Today is my lolo's burial day. Like what I've said, in this family, we never show our emotions. So, during the mass and the eulogy thing my uncle gave, I was trying hard not to cry. I was biting my cheek, I was pinching my arms.. Anything to stop me from crying. Sadly, I failed. I sniffed loudly and gave in to the few tears I "bravely" showed. The truth is, the tears the people saw, it's not enough. There's more, actually. I was holding everything back, my throat hurts and it feels like I'm going to choke (I don't know if you guys ever experienced this feeling when you were trying so hard not to cry) and my nose was, like, producing a lot of snot.

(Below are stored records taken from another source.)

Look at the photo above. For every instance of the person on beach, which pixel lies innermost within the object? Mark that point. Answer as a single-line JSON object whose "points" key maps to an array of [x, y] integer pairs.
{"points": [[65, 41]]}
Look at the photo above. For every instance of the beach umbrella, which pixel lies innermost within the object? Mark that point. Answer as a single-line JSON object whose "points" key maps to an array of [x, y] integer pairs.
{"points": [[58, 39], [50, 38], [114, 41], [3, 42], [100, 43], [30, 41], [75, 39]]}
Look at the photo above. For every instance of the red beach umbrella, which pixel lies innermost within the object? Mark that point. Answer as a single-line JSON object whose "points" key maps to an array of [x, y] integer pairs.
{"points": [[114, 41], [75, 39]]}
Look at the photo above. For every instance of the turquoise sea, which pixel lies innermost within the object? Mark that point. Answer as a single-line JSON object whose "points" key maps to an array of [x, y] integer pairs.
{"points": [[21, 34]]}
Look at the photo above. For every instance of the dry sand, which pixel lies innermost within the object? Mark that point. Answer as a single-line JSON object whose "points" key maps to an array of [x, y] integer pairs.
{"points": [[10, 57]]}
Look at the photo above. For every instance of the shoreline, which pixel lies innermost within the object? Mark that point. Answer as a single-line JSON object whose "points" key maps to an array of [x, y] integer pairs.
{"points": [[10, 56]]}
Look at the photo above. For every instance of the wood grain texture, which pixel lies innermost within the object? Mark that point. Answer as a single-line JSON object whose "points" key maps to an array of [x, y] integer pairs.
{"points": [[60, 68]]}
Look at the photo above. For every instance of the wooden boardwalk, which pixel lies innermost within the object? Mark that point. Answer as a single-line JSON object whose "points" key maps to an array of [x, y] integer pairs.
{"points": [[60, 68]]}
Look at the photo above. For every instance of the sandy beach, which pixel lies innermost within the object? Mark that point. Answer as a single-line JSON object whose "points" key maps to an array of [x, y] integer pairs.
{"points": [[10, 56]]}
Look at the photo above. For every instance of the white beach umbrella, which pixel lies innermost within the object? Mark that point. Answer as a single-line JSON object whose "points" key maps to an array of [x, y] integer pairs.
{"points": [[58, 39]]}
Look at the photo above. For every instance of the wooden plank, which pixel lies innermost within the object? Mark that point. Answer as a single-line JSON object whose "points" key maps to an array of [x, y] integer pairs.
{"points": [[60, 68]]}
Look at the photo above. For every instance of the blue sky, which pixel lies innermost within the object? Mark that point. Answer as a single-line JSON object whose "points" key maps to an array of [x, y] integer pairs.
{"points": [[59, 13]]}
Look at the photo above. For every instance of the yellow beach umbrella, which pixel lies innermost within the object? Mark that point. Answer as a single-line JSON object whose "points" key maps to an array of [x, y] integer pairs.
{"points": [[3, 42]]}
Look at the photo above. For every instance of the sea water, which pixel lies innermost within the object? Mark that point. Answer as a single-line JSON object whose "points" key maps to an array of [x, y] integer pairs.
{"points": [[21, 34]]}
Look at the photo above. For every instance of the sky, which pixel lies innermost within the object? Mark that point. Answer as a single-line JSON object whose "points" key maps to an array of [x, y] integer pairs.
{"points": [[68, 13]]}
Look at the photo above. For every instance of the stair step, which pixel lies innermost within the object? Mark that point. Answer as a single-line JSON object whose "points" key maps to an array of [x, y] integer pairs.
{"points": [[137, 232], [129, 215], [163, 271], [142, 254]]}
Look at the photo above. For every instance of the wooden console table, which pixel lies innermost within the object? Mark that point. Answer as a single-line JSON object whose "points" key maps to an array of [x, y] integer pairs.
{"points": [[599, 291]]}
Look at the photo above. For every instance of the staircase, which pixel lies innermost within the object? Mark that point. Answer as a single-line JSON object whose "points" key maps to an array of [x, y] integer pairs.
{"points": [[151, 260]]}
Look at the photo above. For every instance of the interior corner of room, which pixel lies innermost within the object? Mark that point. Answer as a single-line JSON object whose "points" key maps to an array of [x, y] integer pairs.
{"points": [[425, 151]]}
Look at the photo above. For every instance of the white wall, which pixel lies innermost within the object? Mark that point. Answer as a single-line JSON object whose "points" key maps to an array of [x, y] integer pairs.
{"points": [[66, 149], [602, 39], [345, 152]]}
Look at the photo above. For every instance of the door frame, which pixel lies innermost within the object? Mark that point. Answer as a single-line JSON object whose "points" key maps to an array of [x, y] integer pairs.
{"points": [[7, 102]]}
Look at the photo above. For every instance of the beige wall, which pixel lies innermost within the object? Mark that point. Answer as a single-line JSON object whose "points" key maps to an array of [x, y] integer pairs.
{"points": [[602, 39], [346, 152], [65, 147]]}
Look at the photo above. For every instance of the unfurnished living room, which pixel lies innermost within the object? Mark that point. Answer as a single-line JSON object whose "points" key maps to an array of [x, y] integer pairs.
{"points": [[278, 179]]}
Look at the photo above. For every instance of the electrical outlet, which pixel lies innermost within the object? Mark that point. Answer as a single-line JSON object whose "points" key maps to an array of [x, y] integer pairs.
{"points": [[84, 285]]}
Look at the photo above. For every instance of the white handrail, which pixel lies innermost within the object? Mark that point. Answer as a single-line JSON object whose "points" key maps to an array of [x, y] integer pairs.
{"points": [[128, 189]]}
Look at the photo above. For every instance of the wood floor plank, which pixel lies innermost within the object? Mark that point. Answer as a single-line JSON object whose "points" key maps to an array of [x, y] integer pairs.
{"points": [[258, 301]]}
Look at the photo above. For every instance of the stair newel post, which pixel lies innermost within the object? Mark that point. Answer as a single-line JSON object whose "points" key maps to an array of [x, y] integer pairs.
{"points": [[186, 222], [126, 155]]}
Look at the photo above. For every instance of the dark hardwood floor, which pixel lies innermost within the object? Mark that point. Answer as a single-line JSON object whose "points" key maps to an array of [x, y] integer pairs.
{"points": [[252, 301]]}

I can't believe my grandfather's gone. Like, gone. He's an amazing person. If you guys ever knew him, you would enjoy talking to him. He's hilarious and fun to talk to. You could talk about anything under the sun. He has this facial expression he makes when he's really amused. And he has this cough-like laugh, which I think is charming.. I would miss these things. I would miss talking to him. I would miss teasing him. I would miss his anecdotes. I would miss his rants regarding my grandmother. I would miss my grandfather a lot. He's one of the very few people I really, really, really love. And, dear God, during the mass and the eulogy and the burial, my heart was breaking into a bajillion pieces. It hurts. I'm not kidding. It friggin' hurts. I'll miss my grandfather so much. So much.
This Christmas is going to suck balls.